Security is enforced through tool-level access control, role-based access inheritance, encryption, and full audit logging. Agents only access data within defined permissions, and every query is tracked with user context, ensuring compliance and traceability.

Can agentic AI be deployed on-premises or in a private cloud?

Yes. Agentic AI can be deployed as SaaS, in a private cloud (VPC), or fully on-premises. Many industrial organizations prefer private or on-prem deployments to meet data security, latency, and regulatory requirements.

What is AgentOps and why does it matter?

AgentOps is the operational framework for managing AI agents in production. It includes monitoring, logging, performance tracking, drift detection, regression testing, and rollback mechanisms. Without AgentOps, agent performance can degrade over time without visibility.

What are the best agentic AI use cases in manufacturing?

High-impact use cases include predictive maintenance automation, quality defect containment workflows, production scheduling optimization, and digital work instructions with audit tracking.
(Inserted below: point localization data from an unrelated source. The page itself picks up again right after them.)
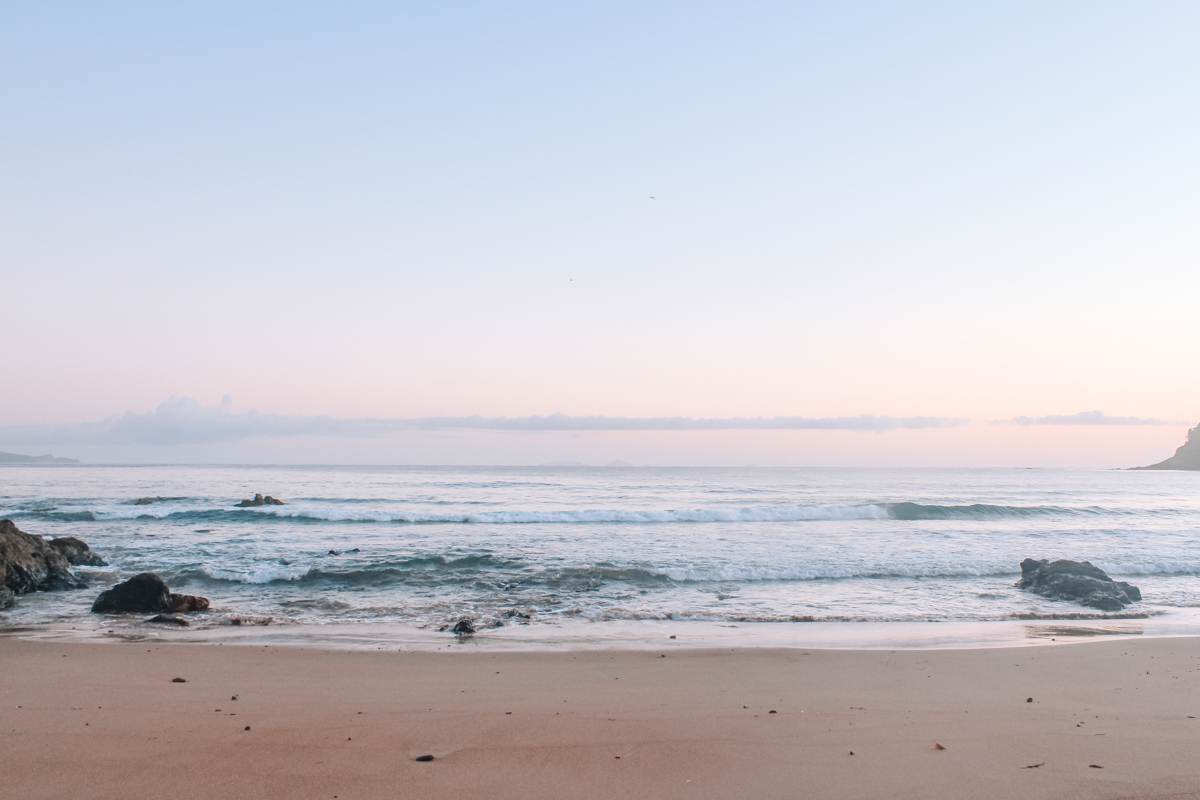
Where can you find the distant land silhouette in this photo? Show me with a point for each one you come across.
(1186, 457)
(18, 458)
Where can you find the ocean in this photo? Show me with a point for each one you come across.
(561, 554)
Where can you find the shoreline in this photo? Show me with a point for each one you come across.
(628, 636)
(108, 721)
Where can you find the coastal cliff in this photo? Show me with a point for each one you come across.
(1186, 457)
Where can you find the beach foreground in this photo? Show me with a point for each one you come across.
(107, 721)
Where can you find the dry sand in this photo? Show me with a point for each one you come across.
(107, 721)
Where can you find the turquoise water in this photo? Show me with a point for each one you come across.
(552, 547)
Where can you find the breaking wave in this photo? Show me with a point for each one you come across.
(348, 511)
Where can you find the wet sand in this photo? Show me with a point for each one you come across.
(108, 721)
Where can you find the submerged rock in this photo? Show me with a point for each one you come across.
(77, 552)
(157, 498)
(145, 593)
(259, 500)
(28, 563)
(184, 603)
(1077, 582)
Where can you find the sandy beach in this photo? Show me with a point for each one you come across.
(1113, 719)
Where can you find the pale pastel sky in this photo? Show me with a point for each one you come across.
(397, 211)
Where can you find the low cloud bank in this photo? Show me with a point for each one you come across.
(1087, 417)
(184, 421)
(181, 420)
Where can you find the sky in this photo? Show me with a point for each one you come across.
(373, 215)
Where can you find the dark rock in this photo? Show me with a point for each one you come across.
(184, 603)
(259, 500)
(142, 593)
(1077, 582)
(77, 552)
(145, 593)
(29, 564)
(1187, 456)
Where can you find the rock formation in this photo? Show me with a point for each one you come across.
(1077, 582)
(145, 593)
(29, 563)
(261, 500)
(1186, 457)
(76, 552)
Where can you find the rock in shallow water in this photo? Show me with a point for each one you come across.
(77, 552)
(145, 593)
(259, 500)
(29, 564)
(1077, 582)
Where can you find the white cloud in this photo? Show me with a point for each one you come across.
(181, 421)
(1087, 417)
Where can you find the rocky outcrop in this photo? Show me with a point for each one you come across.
(185, 603)
(261, 500)
(1078, 582)
(76, 552)
(29, 564)
(1187, 456)
(145, 593)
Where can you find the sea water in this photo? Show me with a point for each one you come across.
(551, 551)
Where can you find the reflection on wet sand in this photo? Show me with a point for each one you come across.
(1055, 631)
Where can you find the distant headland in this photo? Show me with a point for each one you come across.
(18, 458)
(1186, 457)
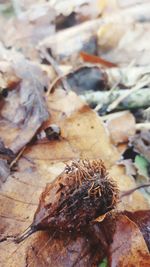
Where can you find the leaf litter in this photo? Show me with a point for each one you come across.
(43, 131)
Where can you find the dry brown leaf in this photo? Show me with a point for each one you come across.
(142, 219)
(83, 135)
(128, 247)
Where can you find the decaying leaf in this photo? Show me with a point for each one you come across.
(81, 194)
(141, 143)
(121, 126)
(128, 247)
(142, 166)
(142, 219)
(24, 118)
(88, 78)
(52, 128)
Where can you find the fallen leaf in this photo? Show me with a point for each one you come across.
(121, 126)
(142, 219)
(94, 59)
(142, 166)
(87, 78)
(141, 143)
(20, 122)
(128, 247)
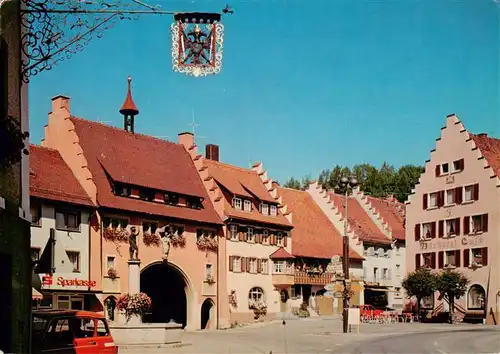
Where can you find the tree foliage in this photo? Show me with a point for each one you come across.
(420, 283)
(378, 182)
(452, 285)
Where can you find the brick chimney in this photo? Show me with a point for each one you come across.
(212, 152)
(59, 102)
(187, 140)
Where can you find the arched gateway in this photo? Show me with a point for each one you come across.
(169, 291)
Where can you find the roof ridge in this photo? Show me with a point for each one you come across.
(124, 131)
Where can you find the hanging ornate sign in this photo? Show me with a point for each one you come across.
(197, 43)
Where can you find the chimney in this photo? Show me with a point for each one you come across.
(212, 152)
(186, 139)
(60, 102)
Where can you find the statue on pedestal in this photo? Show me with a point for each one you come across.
(132, 241)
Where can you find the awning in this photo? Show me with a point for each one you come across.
(36, 295)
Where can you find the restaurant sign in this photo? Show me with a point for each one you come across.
(452, 243)
(47, 280)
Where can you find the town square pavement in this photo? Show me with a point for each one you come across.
(324, 335)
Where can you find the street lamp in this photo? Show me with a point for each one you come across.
(346, 184)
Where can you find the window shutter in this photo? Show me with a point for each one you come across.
(466, 258)
(484, 254)
(457, 226)
(440, 198)
(441, 228)
(417, 232)
(484, 222)
(466, 225)
(475, 192)
(458, 195)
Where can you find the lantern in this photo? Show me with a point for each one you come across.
(197, 43)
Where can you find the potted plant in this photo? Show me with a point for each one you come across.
(134, 305)
(112, 273)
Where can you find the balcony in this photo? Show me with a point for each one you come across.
(110, 285)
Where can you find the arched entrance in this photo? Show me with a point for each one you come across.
(207, 314)
(167, 288)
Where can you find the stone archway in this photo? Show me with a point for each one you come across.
(170, 293)
(208, 314)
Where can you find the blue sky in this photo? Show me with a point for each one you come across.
(305, 84)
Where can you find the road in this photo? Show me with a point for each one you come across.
(325, 336)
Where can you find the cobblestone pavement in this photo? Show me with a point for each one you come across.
(325, 336)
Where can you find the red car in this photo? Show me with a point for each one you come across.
(68, 331)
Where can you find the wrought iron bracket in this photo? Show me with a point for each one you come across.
(54, 30)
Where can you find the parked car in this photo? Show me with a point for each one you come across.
(69, 331)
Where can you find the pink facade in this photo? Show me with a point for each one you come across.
(453, 218)
(130, 177)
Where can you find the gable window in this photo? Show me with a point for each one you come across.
(114, 223)
(67, 220)
(450, 196)
(247, 205)
(234, 232)
(250, 235)
(36, 213)
(237, 204)
(74, 259)
(279, 239)
(171, 198)
(265, 236)
(150, 227)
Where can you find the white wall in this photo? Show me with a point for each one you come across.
(65, 241)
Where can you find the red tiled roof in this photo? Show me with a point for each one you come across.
(281, 253)
(313, 233)
(490, 148)
(360, 222)
(143, 161)
(390, 215)
(52, 179)
(247, 184)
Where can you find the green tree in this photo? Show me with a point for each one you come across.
(420, 283)
(292, 183)
(452, 285)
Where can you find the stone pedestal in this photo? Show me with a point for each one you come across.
(132, 331)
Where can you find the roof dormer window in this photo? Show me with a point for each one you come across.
(237, 204)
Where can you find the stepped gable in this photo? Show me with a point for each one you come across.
(313, 234)
(359, 221)
(389, 212)
(114, 154)
(52, 179)
(245, 183)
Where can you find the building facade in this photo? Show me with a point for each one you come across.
(257, 252)
(316, 244)
(371, 237)
(15, 262)
(60, 234)
(453, 218)
(147, 191)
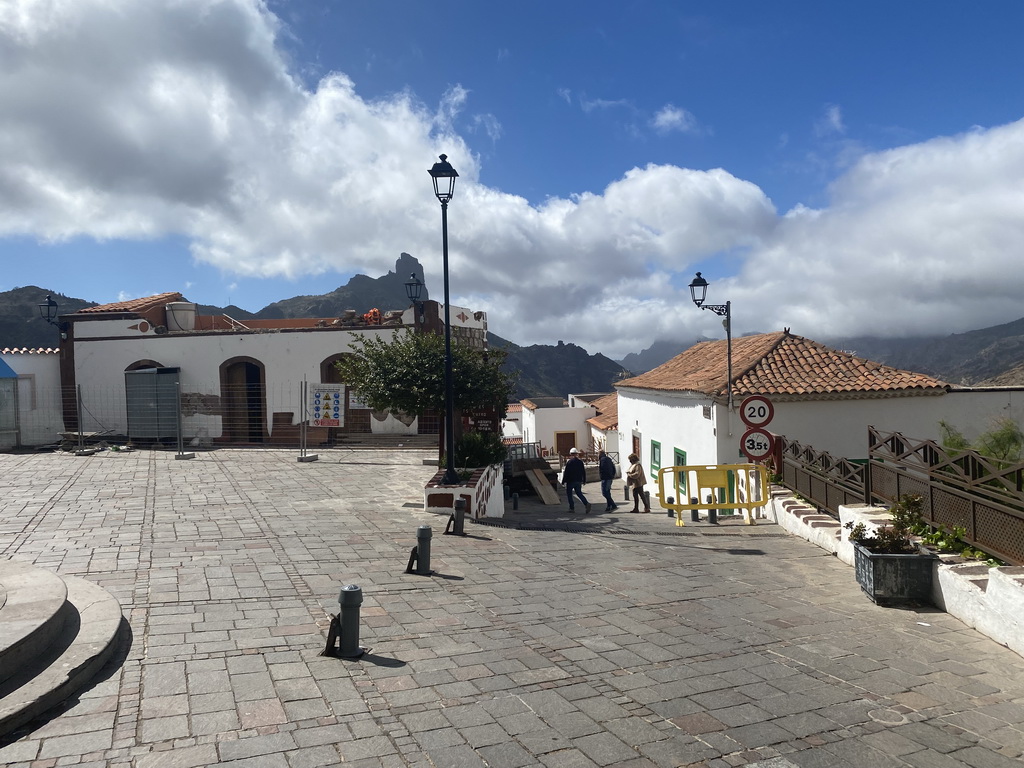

These are cross-system, measurable, and rules-driven processes.

What are the best agentic AI use cases in oil & gas and energy?

Key use cases include permit-to-work automation, integrity and inspection workflows, shutdown and turnaround coordination, outage management, and meter-to-cash exception handling. These workflows benefit from automation, coordination, and real-time decision-making.

How long does it take to implement agentic AI in an enterprise?

A single well-defined use case typically takes 9–16 weeks, including scoping, integration, development, testing, pilot deployment, and refinement. Organizations usually start small, prove ROI, and then expand to additional workflows.

Why do many agentic AI projects fail in enterprises?

Failures typically occur due to lack of governance, overly large scope, poor system integration, absence of regression testing, and treating simple chatbots as full agents. Successful deployments focus on controlled scope, strong governance, and measurable outcomes.